Classifieds powered by Gulf News

A Lèse-majesté detainee in Oman released on bail Wednesday

Amina Al Saadi gets bail after 42 days in detention for defaming ruler

Muscat  One of the ten Lèse-majesté detainees was released on bail today by the Muscat Primary Court in al Khuwair, according to an activist.

Last month authorities in Oman clamped down on a number of Netizens for slander against Sultan Qaboos Bin Saeed.

So far 10 activists, accused of defaming the country’s ruler by writing slanderous articles on social media or various web-based forums, have been sentenced by the  Muscat Primary Court but releaed on bail pending their appeal in the higher court.

Ameena Al Saadi, who is teachers in a school in Suwaiq town in northern Oman, was arrested on June 12 for defaming the country’s leader. Her brother – Sultan Al Saadi – is also detained on similar charges.

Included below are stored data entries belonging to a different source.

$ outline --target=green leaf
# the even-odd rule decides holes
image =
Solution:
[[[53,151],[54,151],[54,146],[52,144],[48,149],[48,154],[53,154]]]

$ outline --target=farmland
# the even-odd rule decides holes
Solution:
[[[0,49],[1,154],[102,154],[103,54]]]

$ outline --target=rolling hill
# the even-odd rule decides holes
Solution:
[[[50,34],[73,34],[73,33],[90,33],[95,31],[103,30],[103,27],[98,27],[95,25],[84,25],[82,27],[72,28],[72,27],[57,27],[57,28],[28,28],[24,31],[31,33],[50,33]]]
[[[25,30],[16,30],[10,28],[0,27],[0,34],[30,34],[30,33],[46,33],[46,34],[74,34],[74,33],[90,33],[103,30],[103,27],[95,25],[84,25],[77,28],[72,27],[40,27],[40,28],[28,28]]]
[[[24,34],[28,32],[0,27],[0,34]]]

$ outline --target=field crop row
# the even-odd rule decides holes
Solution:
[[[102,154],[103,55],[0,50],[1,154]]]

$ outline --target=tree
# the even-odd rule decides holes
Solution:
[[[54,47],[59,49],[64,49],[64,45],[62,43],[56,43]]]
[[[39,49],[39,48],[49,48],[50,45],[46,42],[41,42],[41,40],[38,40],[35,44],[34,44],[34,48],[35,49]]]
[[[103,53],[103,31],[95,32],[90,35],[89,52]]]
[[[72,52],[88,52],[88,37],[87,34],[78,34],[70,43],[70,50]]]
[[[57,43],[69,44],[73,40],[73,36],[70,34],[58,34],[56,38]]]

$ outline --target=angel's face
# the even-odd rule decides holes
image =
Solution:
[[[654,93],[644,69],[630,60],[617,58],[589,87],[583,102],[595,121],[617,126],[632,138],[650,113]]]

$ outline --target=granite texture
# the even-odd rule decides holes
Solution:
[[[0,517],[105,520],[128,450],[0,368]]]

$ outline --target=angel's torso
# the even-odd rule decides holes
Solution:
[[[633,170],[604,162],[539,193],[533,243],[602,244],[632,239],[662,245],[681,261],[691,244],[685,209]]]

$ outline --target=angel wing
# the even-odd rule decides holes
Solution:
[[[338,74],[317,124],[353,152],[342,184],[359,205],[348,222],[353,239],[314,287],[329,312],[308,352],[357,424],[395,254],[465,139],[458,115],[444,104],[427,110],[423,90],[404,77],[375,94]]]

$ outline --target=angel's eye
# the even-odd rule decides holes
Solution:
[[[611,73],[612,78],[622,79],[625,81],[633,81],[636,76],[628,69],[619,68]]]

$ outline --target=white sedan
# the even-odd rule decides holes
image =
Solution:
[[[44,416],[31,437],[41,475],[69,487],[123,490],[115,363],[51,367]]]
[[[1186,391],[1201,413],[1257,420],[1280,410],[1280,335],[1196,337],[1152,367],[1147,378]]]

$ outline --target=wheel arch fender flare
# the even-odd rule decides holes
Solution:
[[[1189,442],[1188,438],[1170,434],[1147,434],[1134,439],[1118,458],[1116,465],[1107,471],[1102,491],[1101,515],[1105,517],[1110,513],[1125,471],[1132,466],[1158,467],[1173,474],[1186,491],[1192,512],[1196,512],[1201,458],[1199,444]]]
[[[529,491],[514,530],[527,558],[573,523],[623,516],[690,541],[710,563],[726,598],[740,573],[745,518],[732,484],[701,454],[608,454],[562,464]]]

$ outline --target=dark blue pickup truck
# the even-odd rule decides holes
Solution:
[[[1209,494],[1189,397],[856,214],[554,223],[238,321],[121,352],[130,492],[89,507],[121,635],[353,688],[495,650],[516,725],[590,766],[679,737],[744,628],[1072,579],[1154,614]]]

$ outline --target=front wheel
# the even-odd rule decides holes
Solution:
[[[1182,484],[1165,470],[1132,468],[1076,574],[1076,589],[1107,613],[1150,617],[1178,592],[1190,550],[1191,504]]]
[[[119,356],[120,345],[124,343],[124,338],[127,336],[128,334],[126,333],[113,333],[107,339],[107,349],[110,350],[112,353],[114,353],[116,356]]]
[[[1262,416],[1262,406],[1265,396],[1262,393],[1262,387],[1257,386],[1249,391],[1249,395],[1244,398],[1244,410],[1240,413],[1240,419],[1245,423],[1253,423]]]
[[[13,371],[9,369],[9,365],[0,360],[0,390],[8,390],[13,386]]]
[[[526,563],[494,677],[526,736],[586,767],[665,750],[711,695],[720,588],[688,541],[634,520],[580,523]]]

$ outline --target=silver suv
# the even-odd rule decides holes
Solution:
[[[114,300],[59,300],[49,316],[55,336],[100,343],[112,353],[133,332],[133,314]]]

Sultan is still under detention.

Their sister Fatma Al Saadi has claimed in her post on Facebook that Sultan ate only six meals in his first 34 days of detention. She writes on her Facebook page that all her attempts to get attention of National Human Right Commission has fell on deaf ears.

“I tried to call our National Human Right Commission hundredths times but it seems that they are having problem in receiving calls,” she writes.

Last week five Netizens were sentenced to jail terms ranging from one year to 18 months for slander against Sultan Qaboos. The court has released all five on a 1,000 riyal (Dh9,514) (each) bail pending appeal in the higher court.

So far the Muscat Primary Court has sentenced 10 people for defaming the Sultan and committing cybercrime.

In the wake of Arab Spring – in Tunisia and Egypt – Oman also witnessed peaceful protests last year from January 17 onwards. The largely peaceful demonstrations were mainly confined to  Sohar, Muscat, Salalah, Sur, Ibri and some other places.

However, in February last year, the protest in Sohar turned violent and also saw about six people killed in police action. The protestrss were mainly demanding more jobs, better pay and working conditions and removal of some alleged corrupt officials.

The country’s leader took prompt action by creating 50,000 jobs, instituting unemployment allowance, replacing ministers targeted by protesters with those elected in Shura. The Sultan also granted more powers to the 84-member elected Shura council.

The protests then ebbed, except for sporadic slogan shouting by private sector employees for better wages and working conditions.

Last May, Omani employees of contractors working for oil companies in the country went on strike and then followed some protests and subsequent arrests of activists.